ゲームマスターの体は風穴が開くが、すぐに塞がる。
「そんな」
「所詮貴様らでは私には勝てん」
そう言って、右足に黒きオーラを纏い、ジュンに向かって強烈な回転蹴りを繰り出す。
その後浮いている少女を抱き直し、「ジ・エンド」と口にした。
時が動き出し、ジュンは激痛に悶え、爆散する。
「ジュン!」
ジュンに駆け寄るセイギ。
変身が解除され、傷だらけの戦友を抱き抱え、何度も「ジュン!」と叫ぶ。
「うるさいぞ…………セイギ…………俺はヒーローなんかじゃない…………ごめんな…………騙してるみたいで…………」
「そんなことないよ! 君はヒーローだ! 戦友だ! だから死なないでよ!」
「だから…………うるさいんだよ…………せっかくヒーローになれたんだ…………最後はカッコよく死なせて…………くれ…………よ…………」
ジュンの目が閉じ、力が抜けていき、死亡したジュンに、セイギはゲームマスターに対して怒りを爆発させた。
「許さないよ! 君は俺の仲間を殺した! 殺してやる! 絶対に!」
「所詮はダークヒーローのなり損ないか。いいだろう、すぐに貴様も世界に忘れさせてやる!」
時を止めようとしたその瞬間、少女に異変が。
「ウッグ!」
苦しそうに息を荒くし、暴れ出す。
「どうした? どこか痛いのか?」
ゲームマスターが心配そうに少女を見つめると、腹に次元の裂け目ができ、黒き怪物がライトノベルを持って出て来た。
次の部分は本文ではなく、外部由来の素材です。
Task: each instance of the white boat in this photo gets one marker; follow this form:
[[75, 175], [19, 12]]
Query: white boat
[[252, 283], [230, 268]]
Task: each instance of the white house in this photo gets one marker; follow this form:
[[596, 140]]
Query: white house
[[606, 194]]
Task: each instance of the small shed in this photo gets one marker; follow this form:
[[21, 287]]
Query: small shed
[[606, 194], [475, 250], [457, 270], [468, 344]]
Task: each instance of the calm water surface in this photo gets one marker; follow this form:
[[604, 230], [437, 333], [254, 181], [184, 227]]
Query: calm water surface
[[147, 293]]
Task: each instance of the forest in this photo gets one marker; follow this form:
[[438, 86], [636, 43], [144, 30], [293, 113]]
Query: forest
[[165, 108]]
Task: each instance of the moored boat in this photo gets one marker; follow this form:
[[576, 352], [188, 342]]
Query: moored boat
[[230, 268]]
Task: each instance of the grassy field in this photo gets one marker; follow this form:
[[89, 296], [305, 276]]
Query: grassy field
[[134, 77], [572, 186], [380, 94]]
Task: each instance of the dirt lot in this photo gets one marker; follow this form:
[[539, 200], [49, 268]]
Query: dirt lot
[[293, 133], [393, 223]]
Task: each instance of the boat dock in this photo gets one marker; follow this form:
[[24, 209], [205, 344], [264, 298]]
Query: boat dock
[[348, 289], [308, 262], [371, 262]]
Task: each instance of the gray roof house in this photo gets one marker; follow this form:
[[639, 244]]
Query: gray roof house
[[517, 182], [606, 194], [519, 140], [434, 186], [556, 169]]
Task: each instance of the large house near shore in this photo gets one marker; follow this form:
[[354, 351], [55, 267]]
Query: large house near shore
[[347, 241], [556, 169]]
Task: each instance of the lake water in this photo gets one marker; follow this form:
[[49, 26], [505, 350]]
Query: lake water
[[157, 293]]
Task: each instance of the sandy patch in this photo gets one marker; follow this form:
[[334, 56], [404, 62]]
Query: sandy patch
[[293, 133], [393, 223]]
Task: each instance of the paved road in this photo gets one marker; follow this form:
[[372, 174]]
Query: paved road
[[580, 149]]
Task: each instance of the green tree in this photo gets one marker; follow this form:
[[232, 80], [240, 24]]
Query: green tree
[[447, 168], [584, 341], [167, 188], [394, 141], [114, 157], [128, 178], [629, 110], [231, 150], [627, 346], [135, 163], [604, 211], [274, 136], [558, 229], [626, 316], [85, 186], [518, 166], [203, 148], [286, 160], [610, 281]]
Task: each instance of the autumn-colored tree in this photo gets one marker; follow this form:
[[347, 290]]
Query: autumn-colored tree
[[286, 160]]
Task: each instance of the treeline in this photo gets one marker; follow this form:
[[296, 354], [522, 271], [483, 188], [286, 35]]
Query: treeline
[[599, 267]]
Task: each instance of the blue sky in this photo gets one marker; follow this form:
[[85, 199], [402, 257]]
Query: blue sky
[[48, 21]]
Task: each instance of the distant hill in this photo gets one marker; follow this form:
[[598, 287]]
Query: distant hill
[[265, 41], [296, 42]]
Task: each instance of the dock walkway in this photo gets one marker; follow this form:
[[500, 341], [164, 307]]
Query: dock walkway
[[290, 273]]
白い2本の角、頭の真ん中にイナズマの様な白い傷、すべての者を威圧する白い複眼。胸下に埋め込められている白き宝石、背中にはカブトムシを思わせる羽、腕から放出する白いビームカッター、足と一体化しているギアが搭載された白く鋭いレッグトリガー。
「久しぶりだな、セイギ」
「「ストロンギスト!」」
セイギとトランスフォームの言った黒き怪物の名前。
「誰だ貴様は?」
「俺の名はストロンギスト。最強の暗示だ」
「最強だと、ふざけるな、最強はこの私だ!」
時を止めようとするが、止まらない。
「今、お前からすべての力を破壊した」
「なに、そんなバカな!?」
「ストロンギストは誰にも負けない、なぜならデビルの力をほぼ使えるからねぇ」
「お前の計画もここまでだ。いくぞセイギ、トランスフォーム。復讐の時間だ!」
ストロンギストはレッグトリガーのリミッターを解除、トランスフォームは「パワー」と叫び、セイギを赤き戦士へと変化させる。
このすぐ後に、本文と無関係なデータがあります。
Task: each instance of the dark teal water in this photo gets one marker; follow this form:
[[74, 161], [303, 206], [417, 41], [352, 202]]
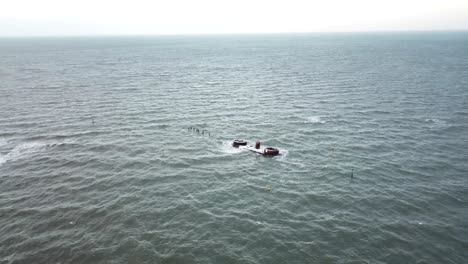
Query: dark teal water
[[97, 165]]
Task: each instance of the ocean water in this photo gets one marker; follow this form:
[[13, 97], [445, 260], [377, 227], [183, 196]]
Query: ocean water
[[97, 164]]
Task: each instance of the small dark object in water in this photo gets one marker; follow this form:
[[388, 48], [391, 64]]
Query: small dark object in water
[[271, 151], [239, 142]]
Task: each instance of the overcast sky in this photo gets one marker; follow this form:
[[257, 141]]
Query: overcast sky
[[137, 17]]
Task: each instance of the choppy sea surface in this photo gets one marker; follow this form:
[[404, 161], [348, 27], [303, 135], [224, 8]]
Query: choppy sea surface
[[97, 164]]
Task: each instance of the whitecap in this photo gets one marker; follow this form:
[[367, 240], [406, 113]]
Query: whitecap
[[226, 147], [314, 120], [22, 150]]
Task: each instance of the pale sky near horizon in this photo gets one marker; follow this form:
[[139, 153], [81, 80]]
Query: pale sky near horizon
[[145, 17]]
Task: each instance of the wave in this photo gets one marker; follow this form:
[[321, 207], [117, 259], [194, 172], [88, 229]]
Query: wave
[[314, 120], [23, 150], [3, 142]]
ゲームマスターは死を悟り、少女をカミーユに投げ渡す。
慌ててカミーユはマシンガンを地面に落とし、キャッチした。
「これで、すべての特撮が終わる! すべてなぁ!」
ダブルドロップキックを繰り出すセイギとストロンギスト。
ゲームマスターの心臓部に命中し、爆散させた。
「安心しろ。今『特撮が終わる』を破壊した。そしてセイギ、『ヒーロー達の死』を破壊した。これで、みんな無事に帰れる。俺達以外はな」
「ありがとうストロンギスト。じゃあね、ジュン、カミーユ、今までありがとう、さようならー」
こうして特撮ヒーロー達の世界はすべて救われた。
3人のダークヒーローによって。
その後、現実世界に戻ったカミーユは知ることになる。
白い髪の少女は、とある小説に出てくる悪魔、通称デビルと言われている存在、ストロンギストを召喚するために描かれたキャラ、つまり我々が勝利するためだけに生み出された存在だったのだと。
基地に帰ってきて、カミーユが1番最初にやったこと。
それは…………
ジュンとセイギ、そして自分が笑顔で笑って立っている絵を描くことだった。